FIFA.com: Mr Napout, what brings you to the Home of FIFA?
Juan Angel Napout: As you'll be aware, on 1 February this year, at the final of the Inter-League Tournament being held at the Estadio Defensores del Chaco, one of the few stadiums in the world to be owned by a national association, there was a structural accident that regretfully took the lives of two on-duty policeman. The Football Association immediately closed the stadium and notified FIFA to request a prompt inspection that will allow us to approve another stadium to host 6 June's South Africa 2010 qualifier between Chile and Paraguay.
On this visit we wanted to ask for FIFA's collaboration and support to enable us to finish the repair work on the Estadio Defensores del Chaco, originally built back in 1917, in a responsible manner. We've brought the President recordings of the accident and of the work that has already begun, as well as images of the project that is going to be carried out. We've also talked about the Goal Project III with a view to it being applied to the restoration and modernization of the Estadio Defensores del Chaco. And to once again request that an alternative stadium be authorized for the day of the qualifier.

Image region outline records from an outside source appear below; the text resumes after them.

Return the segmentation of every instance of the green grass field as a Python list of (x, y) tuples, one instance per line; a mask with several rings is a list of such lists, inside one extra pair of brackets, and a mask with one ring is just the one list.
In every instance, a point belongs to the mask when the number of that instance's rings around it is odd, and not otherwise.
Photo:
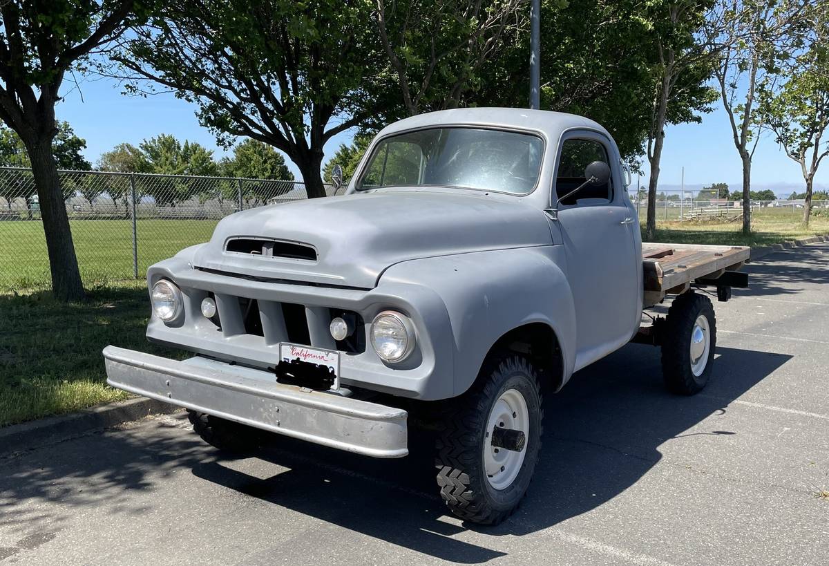
[[(84, 283), (133, 277), (133, 225), (128, 220), (70, 222)], [(206, 242), (216, 220), (138, 220), (138, 276), (179, 250)], [(46, 289), (46, 238), (40, 222), (0, 222), (0, 292)]]
[(149, 314), (144, 281), (92, 288), (82, 304), (0, 295), (0, 427), (126, 398), (104, 383), (101, 349), (175, 355), (147, 342)]
[[(786, 213), (788, 212), (788, 213)], [(216, 221), (141, 220), (138, 273), (183, 247), (206, 242)], [(660, 222), (657, 242), (765, 246), (829, 232), (829, 215), (808, 230), (800, 211), (760, 209), (754, 232), (739, 223)], [(128, 221), (74, 221), (73, 237), (85, 284), (83, 304), (51, 300), (42, 227), (0, 222), (0, 427), (127, 397), (105, 383), (101, 349), (107, 344), (182, 355), (150, 344), (145, 281), (133, 276)]]

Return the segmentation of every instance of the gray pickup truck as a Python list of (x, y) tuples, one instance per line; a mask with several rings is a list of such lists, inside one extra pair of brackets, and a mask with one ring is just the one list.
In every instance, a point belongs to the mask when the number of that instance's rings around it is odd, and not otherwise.
[[(261, 430), (381, 458), (435, 437), (448, 508), (495, 524), (539, 457), (542, 393), (631, 341), (692, 394), (716, 343), (709, 287), (749, 250), (641, 242), (611, 136), (579, 116), (468, 109), (393, 124), (345, 194), (248, 210), (147, 274), (153, 341), (108, 383), (187, 408), (222, 450)], [(643, 310), (670, 300), (667, 316)], [(643, 322), (644, 321), (644, 322)]]

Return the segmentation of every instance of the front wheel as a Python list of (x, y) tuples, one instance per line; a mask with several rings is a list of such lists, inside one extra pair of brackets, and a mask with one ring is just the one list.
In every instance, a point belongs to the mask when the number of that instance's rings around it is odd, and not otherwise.
[(694, 292), (674, 299), (662, 336), (662, 377), (680, 395), (702, 390), (711, 376), (717, 344), (716, 318), (708, 297)]
[(226, 454), (248, 454), (254, 451), (263, 440), (264, 433), (257, 428), (206, 412), (188, 410), (187, 417), (201, 440)]
[(492, 364), (444, 422), (437, 442), (440, 495), (457, 516), (497, 525), (526, 493), (541, 446), (538, 373), (520, 356)]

Both the President and the Secretary General proved to be exceptionally predisposed to these possibilities, a position we're very thankful for.
Paraguay are currently top of the South American qualifying standings for the 2010 FIFA World Cup South Africa™. Are you pleased with how results have gone?

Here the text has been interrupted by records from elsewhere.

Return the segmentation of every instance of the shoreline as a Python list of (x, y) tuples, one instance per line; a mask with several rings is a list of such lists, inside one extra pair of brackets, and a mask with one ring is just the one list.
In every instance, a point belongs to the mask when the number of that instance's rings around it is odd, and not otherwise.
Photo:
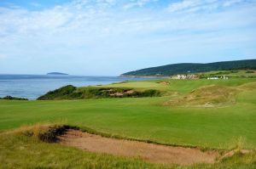
[(119, 77), (128, 77), (128, 78), (146, 78), (146, 79), (166, 79), (171, 78), (171, 76), (119, 76)]

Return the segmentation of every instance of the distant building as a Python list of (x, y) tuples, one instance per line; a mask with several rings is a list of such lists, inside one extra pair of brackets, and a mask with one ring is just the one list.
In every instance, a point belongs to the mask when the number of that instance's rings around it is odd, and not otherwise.
[(171, 77), (172, 79), (199, 79), (198, 75), (189, 74), (189, 75), (176, 75)]
[(220, 77), (218, 77), (218, 76), (215, 76), (215, 77), (207, 77), (207, 79), (229, 79), (228, 76), (220, 76)]

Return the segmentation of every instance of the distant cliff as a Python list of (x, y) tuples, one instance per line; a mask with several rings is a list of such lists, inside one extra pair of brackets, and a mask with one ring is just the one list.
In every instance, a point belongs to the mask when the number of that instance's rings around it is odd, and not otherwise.
[(170, 76), (177, 74), (191, 74), (212, 70), (256, 70), (256, 59), (223, 61), (209, 64), (173, 64), (151, 67), (124, 73), (122, 76)]
[(61, 73), (61, 72), (49, 72), (47, 75), (68, 75), (67, 73)]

We're very satisfied with Gerardo Martino, who is outstanding both as a person and as a professional. We've now got two tough away games in Uruguay and Ecuador (on 28 March and 1 April respectively). We're also very pleased with the results achieved by Adrian Coria, under whom Paraguay finished runners-up at the South American U-20 Championship in Venezuela to qualify for September's World Cup in Egypt. Nor must we forget our women's (U-17) team who played in New Zealand last year or the futsal team at the World Cup held in Brazil. We're now working hard with our (men's) U-17 national team and our beach soccer side ahead of their upcoming qualifiers. So you can safely say Paraguay is very happy with the sporting results its teams are getting.
Would you agree that there is little doubt Paraguayan football is making progress?
Precisely. As I was saying to President Blatter, Paraguay is a small country with a shade over six million inhabitants and a poor infrastructure, but in footballing terms it's a great nation. There's a very high proportion of the population that play football. We've got over 250,000 children between the ages of eight and 14 at football schools. That means that we've got ever greater potential. Football is Paraguay's most important industry, you won't find anywhere in the Republic of Paraguay where they don't play football. The country is 100 per cent football.
How does it feel to be on course to qualify for the next FIFA World Cup, which is the first to be held in Africa?
Paraguay have qualified for every tournament since France 1998 and for that reason we're incredibly excited about the chance to make history and take part in our fourth consecutive finals. It would be fabulous. Besides which, the whole of South America is convinced that South Africa are going to host a great World Cup.